# Sample-Weighted Kernel Ridge Regression for Neutrino Energy Reconstruction
## Motivation
In the past few years, we have seen the application of state-of-the art machine learning techniques, primarily the convolutional neural network (CNN), to do particle identification (PID) in our experiment. What phycisists call PID belongs to the classification task in machine learning.

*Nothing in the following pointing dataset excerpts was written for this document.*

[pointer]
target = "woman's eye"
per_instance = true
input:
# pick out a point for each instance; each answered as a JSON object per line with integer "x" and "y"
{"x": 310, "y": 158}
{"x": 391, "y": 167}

We have seen tremendous improvements in all metrics with this technique over the former more traditional ways, such as a log-likelihood based method.

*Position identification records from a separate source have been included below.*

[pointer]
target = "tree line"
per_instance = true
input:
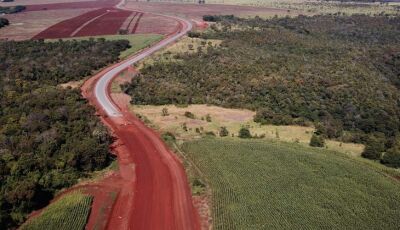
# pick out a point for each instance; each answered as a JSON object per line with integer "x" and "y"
{"x": 339, "y": 73}
{"x": 4, "y": 22}
{"x": 49, "y": 135}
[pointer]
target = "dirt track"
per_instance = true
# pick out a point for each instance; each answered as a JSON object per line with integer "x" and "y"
{"x": 155, "y": 192}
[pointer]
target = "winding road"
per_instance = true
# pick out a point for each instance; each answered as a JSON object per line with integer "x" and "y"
{"x": 155, "y": 193}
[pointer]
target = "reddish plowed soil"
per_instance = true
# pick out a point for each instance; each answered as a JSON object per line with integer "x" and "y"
{"x": 25, "y": 25}
{"x": 109, "y": 23}
{"x": 72, "y": 5}
{"x": 196, "y": 11}
{"x": 66, "y": 28}
{"x": 155, "y": 176}
{"x": 153, "y": 24}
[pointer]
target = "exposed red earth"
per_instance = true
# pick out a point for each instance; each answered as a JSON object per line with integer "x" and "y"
{"x": 109, "y": 21}
{"x": 72, "y": 5}
{"x": 196, "y": 11}
{"x": 67, "y": 27}
{"x": 150, "y": 195}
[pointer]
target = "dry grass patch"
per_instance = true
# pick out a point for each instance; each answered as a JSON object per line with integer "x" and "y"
{"x": 185, "y": 45}
{"x": 233, "y": 119}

Equally important is our events' energy reconstruction, corresponding to machine learning's regression task. Curiously enough, we are still using the relatively simpler techniques to model our nonlinear energy response. In particular, we use the spline fit, basically our home-brew [MARS](https://en.wikipedia.org/wiki/Multivariate_adaptive_regression_splines) model. This is not saying we have no intention to apply the more advanced regression techniques to this problem. Actually, we do have a group of collegues applying the same network structure the PID uses, but adding one regression layer, to reconstruct the energy. It is still under intense investigation at the time of writing.

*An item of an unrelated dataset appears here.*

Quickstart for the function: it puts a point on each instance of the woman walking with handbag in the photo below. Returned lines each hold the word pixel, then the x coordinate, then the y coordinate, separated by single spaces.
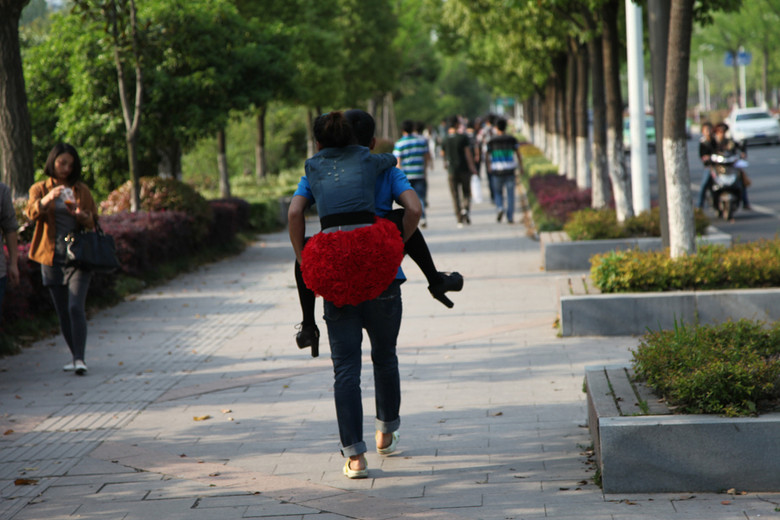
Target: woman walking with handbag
pixel 60 205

Months ago I happened to grab a [machine learning textbook](https://www.amazon.com/Machine-Learning-Optimization-Perspective-Developers/dp/0128015225/ref=sr_1_36?ie=UTF8&qid=1522357862&sr=8-36&keywords=machine+learning), and found a class of techniques called kernel methods to have very beautiful mathematical structure. I became fascinated with those techniques, and started to have ideas to try them out on our data and see if that would improve our energy estimation.

The answer is **yes**. Now, let me walk you through.
## Ridge Regression
Let's start with the most basic. Given $N$ training samples $(\mathbf{x}_i,y_i)$, where $\mathbf{x}_i$'s $\in\mathbb{R}^\ell$ are the regressors and $y_i$'s $\in\mathbb{R}$ are the targets, we want to find a linear function in $\mathbf{w}$ $$f_{\mathbf{w}}(\mathbf{x})=\mathbf{w}^T\mathbf{x}$$ that minimizes the square error cost function $$C(\mathbf{w})=\frac{1}{2}\sum_{i=1}^{N}(y_i-\mathbf{w}^T\mathbf{x}_i)^2$$
By differentiation with respect to $\mathbf{w}$, it is equivalent to solving the **normal equation**,
$$\mathbf{X}^T\mathbf{X}\mathbf{w}=\mathbf{X}^T\mathbf{y}$$
, where $\mathbf{X}$ is the so called _design matrix_, $$\mathbf{X}=\begin{pmatrix}\mathbf{x}_1^T \\ \vdots \\ \mathbf{x}_N^T \end{pmatrix}$$
If $\mathbf{X}^T\mathbf{X}$ is invertible, $\mathbf{w}$ is readily solved. However, in practice, the predictor variables are very often nearly linearly dependent, leading to a phenomenon called [multicollinearity](https://en.wikipedia.org/wiki/Multicollinearity). In such cases, the resulting $\mathbf{w}$ becomes highly sensitive to variations in training samples, leading to overfitting. One of the most popular remedies is the [Tikhonov regularization](https://en.wikipedia.org/wiki/Tikhonov_regularization): Instead of minimizing the above cost function, minimize this one $$C(\mathbf{w})=\frac{1}{2}\sum_{i=1}^{N}(y_i-\mathbf{w}^T\mathbf{x}_i)^2+\frac{1}{2}\alpha\Vert\mathbf{w}\Vert^2$$, resulting in $\mathbf{w}=(\mathbf{X}^T\mathbf{X}+\alpha\mathbf{I})^{-1}\mathbf{X}^T\mathbf{y}$. In regression jargon this is called _ridge regression_.
## Dual Formulation
Since
\begin{align}
  \mathbf{X}^T(\mathbf{X}\mathbf{X}^T+\alpha\mathbf{I})&=(\mathbf{X}^T\mathbf{X}+\alpha\mathbf{I})\mathbf{X}^T \\
  \Rightarrow \mathbf{X}^T(\mathbf{X}\mathbf{X}^T+\alpha\mathbf{I})^{-1}&=(\mathbf{X}^T\mathbf{X}+\alpha\mathbf{I})^{-1}\mathbf{X}^T \\
  \Rightarrow \mathbf{w}=(\mathbf{X}^T\mathbf{X}+\alpha\mathbf{I})^{-1}\mathbf{X}^T\mathbf{y}&=\mathbf{X}^T(\mathbf{X}\mathbf{X}^T+\alpha\mathbf{I})^{-1}\mathbf{y}
\end{align}
Given a test sample $\hat{\mathbf{x}}$, its predicted value is $\hat{y}=\hat{\mathbf{x}}$